Le contenu, créateur de richesse
Parmi les rôles essentiels des OGD, le développement des retombées économiques n’est pas anodin. Et je ne parle pas ici des quelques miettes générées par les places de marchés mais bien de l’économie touristique globale de la destination. En faisant bien notre travail de promotion de la destination, on contribue à développer sa fréquentation (de la destination, pas du site web, hein) et se faisant, on développe les retombées économiques. Mais nous pouvons aller plus loin en incitant à la consommation ceux que l’on aura convaincu de venir nous rendre visite.
Le premier niveau, assez bien maîtrisé par la plupart des OGD, consiste à favoriser la mise en relation, la prise de contact, avec les socioprios, au travers de leur fiche SIT. Les plus affutés auront pris le soin de finement tracker cet acte de conversion qui pourra être valorisé pour démontrer le poids représenté par l’OGD (le cas échéant).
Au-delà on peut surtout agir sur les contenus et leur maillage (ou mise en relation). On peut par exemple imaginer des formats de contenus, type storytelling, qui mettent en scène un produit, un producteur, un label, une AOP, une recette… afin de mettre en lumière la production locale et inciter à sa consommation. On peut également, plus finement, profiter d’un contenu rédigé pour répondre à une intention initiale (visiter la ville, balade à vélo) pour en proposer d’autres, connexes, sous la forme de conseil : profiter d’une visite en ville pour passer sur le marché, profiter d’une balade à vélo pour déguster un produit chez le producteur à 2 pas d’ici…
Plus globalement, l’idée est d’exploiter le plus habilement possible le phénomène de sérendipité favorisé si naturellement par le web.
Quand la sérendipité s’invite dans une stratégie de contenus
Si on cherche à faire la synthèse de ce premier épisode, on s’apercevra que les 5 dimensions exposées se complètent et s’enchaînent assez naturellement dès lors qu’on prend les choses dans le bon ordre.
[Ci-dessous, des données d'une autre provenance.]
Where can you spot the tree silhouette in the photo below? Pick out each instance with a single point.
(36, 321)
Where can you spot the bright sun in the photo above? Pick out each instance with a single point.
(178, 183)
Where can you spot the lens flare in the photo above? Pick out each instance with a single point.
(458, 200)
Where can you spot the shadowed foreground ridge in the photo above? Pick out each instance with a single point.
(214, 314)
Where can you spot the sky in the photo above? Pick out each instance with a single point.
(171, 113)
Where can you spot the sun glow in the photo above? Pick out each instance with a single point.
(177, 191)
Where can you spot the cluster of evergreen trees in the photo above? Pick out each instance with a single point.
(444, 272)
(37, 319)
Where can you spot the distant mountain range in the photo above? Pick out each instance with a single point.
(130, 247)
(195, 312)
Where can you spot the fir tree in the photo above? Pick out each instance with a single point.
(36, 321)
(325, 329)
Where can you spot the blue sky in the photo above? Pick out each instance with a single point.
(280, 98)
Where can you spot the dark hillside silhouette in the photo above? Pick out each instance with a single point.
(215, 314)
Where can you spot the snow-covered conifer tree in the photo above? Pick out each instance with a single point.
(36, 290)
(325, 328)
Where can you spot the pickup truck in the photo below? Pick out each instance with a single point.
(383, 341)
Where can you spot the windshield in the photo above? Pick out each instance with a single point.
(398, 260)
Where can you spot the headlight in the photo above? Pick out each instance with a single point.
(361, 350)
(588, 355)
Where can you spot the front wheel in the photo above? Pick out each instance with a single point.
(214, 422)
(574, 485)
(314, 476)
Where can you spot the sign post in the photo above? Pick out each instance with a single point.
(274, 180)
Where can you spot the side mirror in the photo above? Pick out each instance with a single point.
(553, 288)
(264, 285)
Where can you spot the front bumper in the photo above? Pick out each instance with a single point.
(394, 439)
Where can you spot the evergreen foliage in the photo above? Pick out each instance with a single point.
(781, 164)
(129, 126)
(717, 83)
Si on est bien parti du positionnement marketing de la destination, les contenus que ce positionnement va nous inviter à produire devrait nous permettre, via le SEO, d’accueillir un visiteur “compatible” avec notre proposition de valeur. Arrivé sur notre site, notre priorité absolue devra être de répondre à son besoin, à son intention, et favoriser l’atteinte de son objectif : c’est tout l’enjeu de l’expérience utilisateur. Mais notre priorité secondaire pourrait, et devrait, être d’orienter la suite de son parcours client vers nos enjeux stratégiques, que ce soit pour influencer sa pratique touristique ou l’inviter à consommer le territoire.
C’est, en tous cas de mon point de vue, l’ambition que devrait avoir une véritable stratégie de contenus. Dans le cas contraire, si on omet la dimension SEO, on raconte de belles histoires que personne ne lira jamais, si on oublie le reste, on fait de l’audience web en oubliant juste la raison pour laquelle on fait ce job !
Je vous donne donc rendez-vous d’ici quelques semaines pour essayer de mieux comprendre le rôle du contenu dans le parcours client et la qualité de l’expérience utilisateur, ainsi que la relation entre stratégie digitale, stratégie de contenus et conception web.